Between 1992 and 1999, the MFMHS conducted six excavations to examine and document the shipwreck. Approximately 1,500 artifacts were recovered, along with many more olive jar sherds, iron fasteners, and barrel hoop fragments. Careful analysis of the materials found on the shipwreck, along with clues provided by the remains of the ship itself, shows that the sizeable vessel sailed between 1555 and 1575 and had touched at Tierra Firme (Colombia and Panama) before sinking during a return voyage to Spain.
By comparing the archaeological evidence to the historical record, it becomes clear that the St. Johns shipwreck can be none other than the Santa Clara, a 300-ton Carrera de Indias trader owned by the famed Spanish mariner Pedro Menéndez de Avilés. While returning to Spain in October of 1564, it grounded on a reef in the western Bahamas and could not be freed. Its cargo of silver and the people on board were safely removed to an accompanying ship, and the Santa Clara was abandoned.

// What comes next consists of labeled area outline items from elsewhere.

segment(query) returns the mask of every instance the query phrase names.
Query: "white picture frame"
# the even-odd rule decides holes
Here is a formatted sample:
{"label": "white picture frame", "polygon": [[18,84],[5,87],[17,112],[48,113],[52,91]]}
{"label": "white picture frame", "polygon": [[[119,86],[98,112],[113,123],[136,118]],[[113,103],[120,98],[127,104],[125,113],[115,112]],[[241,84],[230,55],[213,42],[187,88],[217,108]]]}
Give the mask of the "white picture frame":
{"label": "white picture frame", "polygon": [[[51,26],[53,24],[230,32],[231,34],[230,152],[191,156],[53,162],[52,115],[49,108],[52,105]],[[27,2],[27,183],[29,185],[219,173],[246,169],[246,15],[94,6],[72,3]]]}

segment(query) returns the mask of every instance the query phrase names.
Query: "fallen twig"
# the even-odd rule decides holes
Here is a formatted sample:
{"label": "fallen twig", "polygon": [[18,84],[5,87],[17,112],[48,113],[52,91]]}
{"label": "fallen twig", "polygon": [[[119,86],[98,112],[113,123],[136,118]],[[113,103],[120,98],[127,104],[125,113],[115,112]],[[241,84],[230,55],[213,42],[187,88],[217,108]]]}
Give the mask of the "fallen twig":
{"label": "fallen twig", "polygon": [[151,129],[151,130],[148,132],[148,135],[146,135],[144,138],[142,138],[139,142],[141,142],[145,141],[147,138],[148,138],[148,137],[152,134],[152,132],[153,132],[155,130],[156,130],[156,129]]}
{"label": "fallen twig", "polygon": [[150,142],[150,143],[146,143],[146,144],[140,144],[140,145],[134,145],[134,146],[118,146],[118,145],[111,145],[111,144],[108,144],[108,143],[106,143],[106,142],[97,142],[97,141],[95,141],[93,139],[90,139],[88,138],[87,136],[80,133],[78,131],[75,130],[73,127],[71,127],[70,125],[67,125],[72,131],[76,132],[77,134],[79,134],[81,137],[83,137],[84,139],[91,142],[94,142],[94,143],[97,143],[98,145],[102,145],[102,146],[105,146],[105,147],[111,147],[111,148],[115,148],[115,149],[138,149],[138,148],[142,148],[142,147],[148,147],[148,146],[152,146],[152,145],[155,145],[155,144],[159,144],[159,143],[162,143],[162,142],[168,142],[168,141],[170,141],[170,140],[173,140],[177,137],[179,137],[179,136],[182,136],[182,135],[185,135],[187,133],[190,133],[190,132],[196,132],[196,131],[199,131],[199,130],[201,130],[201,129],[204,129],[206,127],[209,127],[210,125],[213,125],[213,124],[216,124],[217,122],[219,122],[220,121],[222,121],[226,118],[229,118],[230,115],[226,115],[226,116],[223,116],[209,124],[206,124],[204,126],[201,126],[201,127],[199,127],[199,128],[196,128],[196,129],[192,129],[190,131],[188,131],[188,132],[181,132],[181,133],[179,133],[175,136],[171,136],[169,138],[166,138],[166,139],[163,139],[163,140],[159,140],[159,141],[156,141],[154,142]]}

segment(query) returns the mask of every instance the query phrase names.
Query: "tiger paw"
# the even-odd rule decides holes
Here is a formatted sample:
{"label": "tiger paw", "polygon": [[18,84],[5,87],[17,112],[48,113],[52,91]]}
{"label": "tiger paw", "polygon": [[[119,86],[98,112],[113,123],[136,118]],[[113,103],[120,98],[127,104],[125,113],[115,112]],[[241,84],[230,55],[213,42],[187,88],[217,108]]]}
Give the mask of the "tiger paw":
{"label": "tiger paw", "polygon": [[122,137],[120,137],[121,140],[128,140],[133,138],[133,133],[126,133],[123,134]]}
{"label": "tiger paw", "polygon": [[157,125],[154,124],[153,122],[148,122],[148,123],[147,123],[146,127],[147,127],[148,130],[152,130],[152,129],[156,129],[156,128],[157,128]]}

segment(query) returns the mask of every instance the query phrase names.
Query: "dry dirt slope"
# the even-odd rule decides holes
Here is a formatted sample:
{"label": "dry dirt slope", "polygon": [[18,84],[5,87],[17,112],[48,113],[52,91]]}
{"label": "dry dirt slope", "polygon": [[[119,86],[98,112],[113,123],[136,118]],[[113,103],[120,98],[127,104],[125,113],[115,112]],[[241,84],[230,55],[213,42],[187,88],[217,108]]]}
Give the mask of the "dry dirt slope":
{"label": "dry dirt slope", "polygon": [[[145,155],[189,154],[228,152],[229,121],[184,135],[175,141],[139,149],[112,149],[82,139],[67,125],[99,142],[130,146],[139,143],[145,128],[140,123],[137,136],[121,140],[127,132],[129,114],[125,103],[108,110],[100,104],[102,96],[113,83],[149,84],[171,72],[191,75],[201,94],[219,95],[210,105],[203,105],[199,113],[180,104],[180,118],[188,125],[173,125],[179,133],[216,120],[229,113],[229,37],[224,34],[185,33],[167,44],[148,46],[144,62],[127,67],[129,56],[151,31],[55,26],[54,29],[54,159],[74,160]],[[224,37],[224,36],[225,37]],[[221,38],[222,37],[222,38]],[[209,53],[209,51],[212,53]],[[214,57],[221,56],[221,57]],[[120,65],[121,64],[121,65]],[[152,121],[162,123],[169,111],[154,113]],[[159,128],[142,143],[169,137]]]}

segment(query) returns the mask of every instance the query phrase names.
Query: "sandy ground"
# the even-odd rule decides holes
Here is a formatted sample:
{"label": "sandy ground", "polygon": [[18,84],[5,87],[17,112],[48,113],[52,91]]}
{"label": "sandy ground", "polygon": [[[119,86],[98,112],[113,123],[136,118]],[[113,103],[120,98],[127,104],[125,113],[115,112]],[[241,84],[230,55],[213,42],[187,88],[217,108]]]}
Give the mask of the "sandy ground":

Santa Clara comes from a time when the Spanish colonial system had largely shifted from the exploration and conquest of the Americas into a new stage of settlement and commercial development. The physical remains of the ship, combined with its history, reveal a material culture in use as the Americas began to be systematically exploited, as well as the sorts of people who sailed with these ships and what they were doing. With the identity and specific circumstances of the shipwreck now known, it can serve as an important touchstone in the understanding of the early Spanish colonial system.